What follows is personal opinion.

LitRPG is often a fun read. It mixes genre with gaming and some writers can do really interesting things with that. Others… not so much.

I started on a science fiction litRPG book on Friday, and I had to abandon it a few hours later and return it because it simply didn’t work. Looking at the reviews (I check them after I read a book) I gathered that the author has a successful fantasy litRPG series, and knowing that I suspect that they simply went, “I’m going to do that, but in space” and it did not work.

Here is why.

When an author starts a book, they have to establish the tone and the setting in the first chapter, I’m generous and I tend to give books two chapters. What the first two chapters of this book gave me was a space fleet arriving into a new system, back story about how humanity accidentally discovered space travel and they were on the “low tech” side of science fiction. Then a space battle following those rules (why the alien ship didn’t have anything more high tech than the humans… irrelevant?) so, a “real” science fiction setting.

Then they introduce the litRPG aspect, dungeon core, and things stop making sense. Suddenly we have magical nano-tech, an alien symbiote that that somehow knows everything about human culture, kobolts, fantasy races in space, the ability to power organic being with ‘energy’ (no need to eat) and, the final straw, to me, experience points. Which is explained as the character learning and becoming ‘better’. Only they get experience points when they kill someone. How does that lead to learning anything?

Now, this isn’t a case of the universe suddenly changing, System Apocalypse litRPG works because the entire world changes to become a gaming system.
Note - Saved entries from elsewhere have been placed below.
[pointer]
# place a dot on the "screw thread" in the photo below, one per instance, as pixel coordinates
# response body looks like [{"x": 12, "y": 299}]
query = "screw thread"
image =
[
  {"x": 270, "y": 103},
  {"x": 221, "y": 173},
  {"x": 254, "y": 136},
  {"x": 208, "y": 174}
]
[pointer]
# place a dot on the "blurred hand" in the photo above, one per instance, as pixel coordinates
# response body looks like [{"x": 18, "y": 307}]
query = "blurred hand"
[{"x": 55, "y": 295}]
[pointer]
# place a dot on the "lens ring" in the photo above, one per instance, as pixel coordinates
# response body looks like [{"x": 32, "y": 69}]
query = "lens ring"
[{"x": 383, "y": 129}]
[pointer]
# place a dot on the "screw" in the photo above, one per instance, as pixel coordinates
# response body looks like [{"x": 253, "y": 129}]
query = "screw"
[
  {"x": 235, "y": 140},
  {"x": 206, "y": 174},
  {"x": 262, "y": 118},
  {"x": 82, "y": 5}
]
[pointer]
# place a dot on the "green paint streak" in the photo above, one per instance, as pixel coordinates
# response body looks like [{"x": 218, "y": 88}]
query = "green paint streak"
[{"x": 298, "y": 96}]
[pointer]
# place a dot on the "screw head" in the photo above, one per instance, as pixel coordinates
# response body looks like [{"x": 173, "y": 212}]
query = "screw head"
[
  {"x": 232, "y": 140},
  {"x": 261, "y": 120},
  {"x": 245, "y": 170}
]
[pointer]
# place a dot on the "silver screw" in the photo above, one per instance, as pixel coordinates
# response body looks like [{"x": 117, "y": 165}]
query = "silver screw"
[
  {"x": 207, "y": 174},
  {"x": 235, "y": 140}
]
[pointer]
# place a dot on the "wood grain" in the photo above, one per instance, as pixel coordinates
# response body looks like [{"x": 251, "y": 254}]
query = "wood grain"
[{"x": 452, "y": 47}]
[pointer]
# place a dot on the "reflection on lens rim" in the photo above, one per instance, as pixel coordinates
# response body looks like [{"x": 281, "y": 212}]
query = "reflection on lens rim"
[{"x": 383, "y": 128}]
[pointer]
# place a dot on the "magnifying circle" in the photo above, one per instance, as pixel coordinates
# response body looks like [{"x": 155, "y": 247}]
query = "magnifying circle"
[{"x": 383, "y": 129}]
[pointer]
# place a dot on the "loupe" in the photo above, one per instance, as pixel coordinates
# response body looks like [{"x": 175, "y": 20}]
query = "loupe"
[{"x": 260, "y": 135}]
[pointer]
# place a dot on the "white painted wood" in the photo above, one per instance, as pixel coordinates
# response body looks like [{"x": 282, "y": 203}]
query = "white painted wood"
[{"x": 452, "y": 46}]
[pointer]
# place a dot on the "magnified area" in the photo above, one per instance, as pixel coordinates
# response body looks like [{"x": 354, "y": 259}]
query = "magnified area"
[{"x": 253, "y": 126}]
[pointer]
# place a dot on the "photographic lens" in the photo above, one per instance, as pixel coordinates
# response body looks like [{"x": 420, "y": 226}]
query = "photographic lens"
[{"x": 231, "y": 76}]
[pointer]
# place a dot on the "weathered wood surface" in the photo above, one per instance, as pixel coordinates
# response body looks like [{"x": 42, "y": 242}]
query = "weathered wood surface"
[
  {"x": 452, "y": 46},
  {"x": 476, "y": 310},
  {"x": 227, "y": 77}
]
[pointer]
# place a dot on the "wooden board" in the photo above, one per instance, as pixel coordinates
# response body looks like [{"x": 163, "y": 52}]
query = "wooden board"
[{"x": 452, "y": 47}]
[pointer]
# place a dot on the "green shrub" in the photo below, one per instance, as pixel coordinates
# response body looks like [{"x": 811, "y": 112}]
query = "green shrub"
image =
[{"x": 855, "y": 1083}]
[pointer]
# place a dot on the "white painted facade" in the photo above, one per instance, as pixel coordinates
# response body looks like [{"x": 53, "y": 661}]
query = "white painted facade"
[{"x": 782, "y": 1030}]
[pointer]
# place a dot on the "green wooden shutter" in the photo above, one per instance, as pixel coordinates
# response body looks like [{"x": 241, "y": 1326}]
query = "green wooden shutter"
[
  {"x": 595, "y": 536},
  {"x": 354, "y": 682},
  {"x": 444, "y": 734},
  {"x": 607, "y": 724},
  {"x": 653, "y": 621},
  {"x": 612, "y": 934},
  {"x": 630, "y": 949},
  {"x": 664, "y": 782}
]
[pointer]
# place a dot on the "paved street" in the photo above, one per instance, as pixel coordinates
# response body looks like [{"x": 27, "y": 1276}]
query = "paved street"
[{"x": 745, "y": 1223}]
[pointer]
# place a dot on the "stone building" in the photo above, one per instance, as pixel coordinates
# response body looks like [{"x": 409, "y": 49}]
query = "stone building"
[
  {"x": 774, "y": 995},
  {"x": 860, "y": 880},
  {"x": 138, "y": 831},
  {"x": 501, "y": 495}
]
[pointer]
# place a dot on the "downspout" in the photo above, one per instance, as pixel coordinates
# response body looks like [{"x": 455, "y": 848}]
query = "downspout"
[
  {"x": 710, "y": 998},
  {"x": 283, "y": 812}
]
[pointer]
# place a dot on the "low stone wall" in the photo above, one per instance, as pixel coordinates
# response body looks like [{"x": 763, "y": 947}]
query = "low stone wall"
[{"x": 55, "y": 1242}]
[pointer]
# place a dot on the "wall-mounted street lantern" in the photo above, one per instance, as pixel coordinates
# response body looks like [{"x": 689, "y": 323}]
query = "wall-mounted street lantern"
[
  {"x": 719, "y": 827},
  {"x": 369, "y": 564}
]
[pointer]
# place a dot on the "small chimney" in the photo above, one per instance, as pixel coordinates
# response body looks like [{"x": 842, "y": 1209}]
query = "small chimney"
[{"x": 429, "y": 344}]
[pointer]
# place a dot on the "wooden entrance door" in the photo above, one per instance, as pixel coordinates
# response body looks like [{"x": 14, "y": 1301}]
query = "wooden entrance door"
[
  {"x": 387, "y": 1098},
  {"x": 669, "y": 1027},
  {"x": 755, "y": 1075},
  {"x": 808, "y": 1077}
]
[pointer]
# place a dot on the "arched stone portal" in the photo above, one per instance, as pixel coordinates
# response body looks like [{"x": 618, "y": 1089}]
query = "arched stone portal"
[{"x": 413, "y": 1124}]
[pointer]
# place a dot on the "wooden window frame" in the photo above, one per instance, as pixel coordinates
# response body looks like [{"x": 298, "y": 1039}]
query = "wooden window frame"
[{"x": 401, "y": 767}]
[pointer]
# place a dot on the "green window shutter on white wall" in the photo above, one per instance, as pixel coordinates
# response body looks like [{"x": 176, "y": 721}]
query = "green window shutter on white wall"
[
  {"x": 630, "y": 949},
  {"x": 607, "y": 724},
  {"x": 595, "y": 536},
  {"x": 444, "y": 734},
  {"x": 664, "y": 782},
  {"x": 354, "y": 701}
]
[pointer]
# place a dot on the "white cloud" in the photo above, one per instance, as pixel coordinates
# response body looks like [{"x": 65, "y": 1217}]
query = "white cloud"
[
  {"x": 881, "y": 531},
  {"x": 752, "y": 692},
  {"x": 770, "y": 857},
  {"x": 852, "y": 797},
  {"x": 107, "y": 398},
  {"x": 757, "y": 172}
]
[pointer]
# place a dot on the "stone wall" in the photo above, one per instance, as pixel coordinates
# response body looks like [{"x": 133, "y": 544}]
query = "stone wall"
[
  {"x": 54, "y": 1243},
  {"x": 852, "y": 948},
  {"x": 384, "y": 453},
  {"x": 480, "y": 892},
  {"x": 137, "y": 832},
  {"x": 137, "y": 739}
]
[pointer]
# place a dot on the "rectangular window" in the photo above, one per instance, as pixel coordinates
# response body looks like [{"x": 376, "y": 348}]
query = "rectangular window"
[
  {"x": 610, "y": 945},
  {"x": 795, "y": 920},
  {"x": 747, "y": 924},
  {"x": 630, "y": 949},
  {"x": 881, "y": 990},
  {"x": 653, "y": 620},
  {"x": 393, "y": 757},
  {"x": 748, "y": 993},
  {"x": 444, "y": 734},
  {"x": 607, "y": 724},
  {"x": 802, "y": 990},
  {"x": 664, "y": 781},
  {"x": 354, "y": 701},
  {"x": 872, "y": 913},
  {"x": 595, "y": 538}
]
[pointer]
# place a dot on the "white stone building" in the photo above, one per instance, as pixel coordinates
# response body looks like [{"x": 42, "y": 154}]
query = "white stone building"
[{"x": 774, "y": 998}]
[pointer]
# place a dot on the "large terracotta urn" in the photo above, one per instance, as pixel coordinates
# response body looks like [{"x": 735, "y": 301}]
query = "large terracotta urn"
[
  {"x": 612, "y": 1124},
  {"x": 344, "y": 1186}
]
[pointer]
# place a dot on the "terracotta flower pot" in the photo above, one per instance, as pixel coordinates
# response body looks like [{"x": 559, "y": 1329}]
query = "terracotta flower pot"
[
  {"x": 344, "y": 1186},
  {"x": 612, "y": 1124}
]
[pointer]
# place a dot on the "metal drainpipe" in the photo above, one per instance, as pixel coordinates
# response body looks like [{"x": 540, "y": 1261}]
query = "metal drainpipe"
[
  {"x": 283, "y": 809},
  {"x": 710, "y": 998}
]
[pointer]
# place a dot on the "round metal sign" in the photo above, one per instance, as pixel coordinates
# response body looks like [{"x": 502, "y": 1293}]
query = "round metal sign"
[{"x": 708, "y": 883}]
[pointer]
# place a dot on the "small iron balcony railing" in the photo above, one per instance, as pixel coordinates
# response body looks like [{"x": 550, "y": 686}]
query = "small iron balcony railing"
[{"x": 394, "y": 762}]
Here, it’s made clear that only the character and his ship have become so. Everything else is supposed to run normally.

When the character was told that he’d have to create “mob bosses” because “explorers” would board him looking for loot that he’d create and he needed to defeat them to become stronger. (which is around the point that experience points were explained) I had to stop.

So, what’s the problem here?

Well, it’s a problem of not taking into account the consequences of decisions, in this case the authors’. You can’t take a fantasy dungeon core setting and just transpose it into science fiction without changing anything and expect it to work. Science and magic are not the same.

Could the author have made it work? I don’t know. I don’t know what they were going for, I don’t know their motivations in writing it. The next question is “could such a story be made to work?”

I believe so. I wouldn’t be surprised that other authors out there have made it work. But even if no one has, I think it can be done, and I have an idea how.

Yes, that means I’ve added a new story to my queue. Who knows when I will get to it.

Other than that, the weeks went well. so with that. I, will wish you a good day.